Over two years ago, after treatment for breast cancer, I found out I have a rare auto-immune disease. It affects my breathing and creates heart failure. It was a huge shock.
There’s no cure and so many other things can go wrong. You feel like you’ve lost control of everything.
When they suggested palliative care, I freaked out. I thought palliative care was for people on their deathbed. Fear ruled my life. I resisted.

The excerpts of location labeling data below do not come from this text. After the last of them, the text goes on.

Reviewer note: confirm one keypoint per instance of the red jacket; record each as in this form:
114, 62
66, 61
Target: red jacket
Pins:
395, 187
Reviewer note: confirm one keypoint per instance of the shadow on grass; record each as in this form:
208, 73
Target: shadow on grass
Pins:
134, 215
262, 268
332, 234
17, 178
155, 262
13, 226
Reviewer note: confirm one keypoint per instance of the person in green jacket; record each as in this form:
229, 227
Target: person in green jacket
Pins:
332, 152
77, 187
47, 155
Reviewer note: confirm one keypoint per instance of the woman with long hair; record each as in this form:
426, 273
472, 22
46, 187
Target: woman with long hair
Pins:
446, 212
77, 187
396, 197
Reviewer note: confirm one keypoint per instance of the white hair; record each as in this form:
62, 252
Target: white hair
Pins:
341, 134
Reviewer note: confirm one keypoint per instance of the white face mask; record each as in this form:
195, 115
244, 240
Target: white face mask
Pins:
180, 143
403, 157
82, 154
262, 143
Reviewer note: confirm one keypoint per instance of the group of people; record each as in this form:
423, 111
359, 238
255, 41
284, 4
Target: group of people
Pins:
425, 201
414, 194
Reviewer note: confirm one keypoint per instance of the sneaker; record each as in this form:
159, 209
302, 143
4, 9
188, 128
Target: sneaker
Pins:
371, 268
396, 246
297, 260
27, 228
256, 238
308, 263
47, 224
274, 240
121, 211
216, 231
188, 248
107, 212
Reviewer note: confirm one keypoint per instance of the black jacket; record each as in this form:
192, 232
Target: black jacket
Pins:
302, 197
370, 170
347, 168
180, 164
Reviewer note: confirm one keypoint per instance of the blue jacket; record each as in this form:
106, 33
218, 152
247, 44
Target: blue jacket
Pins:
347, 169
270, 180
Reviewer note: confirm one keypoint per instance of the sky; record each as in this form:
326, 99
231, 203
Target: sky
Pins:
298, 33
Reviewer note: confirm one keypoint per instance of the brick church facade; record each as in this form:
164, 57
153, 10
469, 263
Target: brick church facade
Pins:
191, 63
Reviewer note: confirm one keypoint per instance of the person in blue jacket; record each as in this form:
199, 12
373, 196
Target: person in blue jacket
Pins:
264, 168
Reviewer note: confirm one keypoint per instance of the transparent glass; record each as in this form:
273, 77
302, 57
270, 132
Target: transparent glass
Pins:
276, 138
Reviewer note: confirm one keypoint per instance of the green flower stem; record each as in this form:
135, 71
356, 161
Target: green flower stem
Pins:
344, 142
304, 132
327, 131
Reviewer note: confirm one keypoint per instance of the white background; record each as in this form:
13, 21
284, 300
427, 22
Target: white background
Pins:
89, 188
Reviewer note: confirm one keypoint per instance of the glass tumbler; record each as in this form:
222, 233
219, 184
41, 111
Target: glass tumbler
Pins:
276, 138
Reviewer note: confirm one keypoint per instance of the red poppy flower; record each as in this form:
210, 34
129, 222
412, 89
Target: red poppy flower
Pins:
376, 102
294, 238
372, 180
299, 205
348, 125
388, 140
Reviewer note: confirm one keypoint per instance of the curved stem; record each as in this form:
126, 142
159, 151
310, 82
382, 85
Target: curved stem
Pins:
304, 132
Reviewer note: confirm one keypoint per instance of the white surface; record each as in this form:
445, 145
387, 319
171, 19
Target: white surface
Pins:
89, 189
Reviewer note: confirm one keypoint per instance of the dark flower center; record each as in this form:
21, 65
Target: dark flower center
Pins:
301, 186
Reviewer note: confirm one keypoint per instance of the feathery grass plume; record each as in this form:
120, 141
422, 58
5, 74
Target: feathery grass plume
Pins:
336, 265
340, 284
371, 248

Palliative care sent the right people. Even though you say, “Oh, I don’t need anything,” they’ll still turn up and you get to build a rapport. They listen to me. It’s not what I thought it was.
Palliative care gives me great emotional support and counselling. They visit to make sure that I’m okay. They check if I need anything and help me to get back into the community. They empower me.
Especially with getting back to swimming. It was a big fear and they helped me overcome it. Helping me to get back into the water. That was just like a lightning moment. It was like, “Yes, everything’s going to be fine now because I can do it.”
They gave me back a sense of freedom.
About a year ago, I had a panic attack at two o’clock in the morning. I wasn’t sure if it was my heart, or whether it was a panic attack. It was hard and they helped me calm myself down.
They’re a really big support. It gives me peace of mind knowing that they’re there.
I’m not dead. I’m not dying. I can still do things. It requires a lot of help and some really good support. It makes me feel like I’m okay.
I couldn’t have got this far without palliative care. And my family and friends of course.
I look at ways that I can live. So I do bit of gardening or rearrange some flowers. I need to feel like I’m living, that I’m not just existing.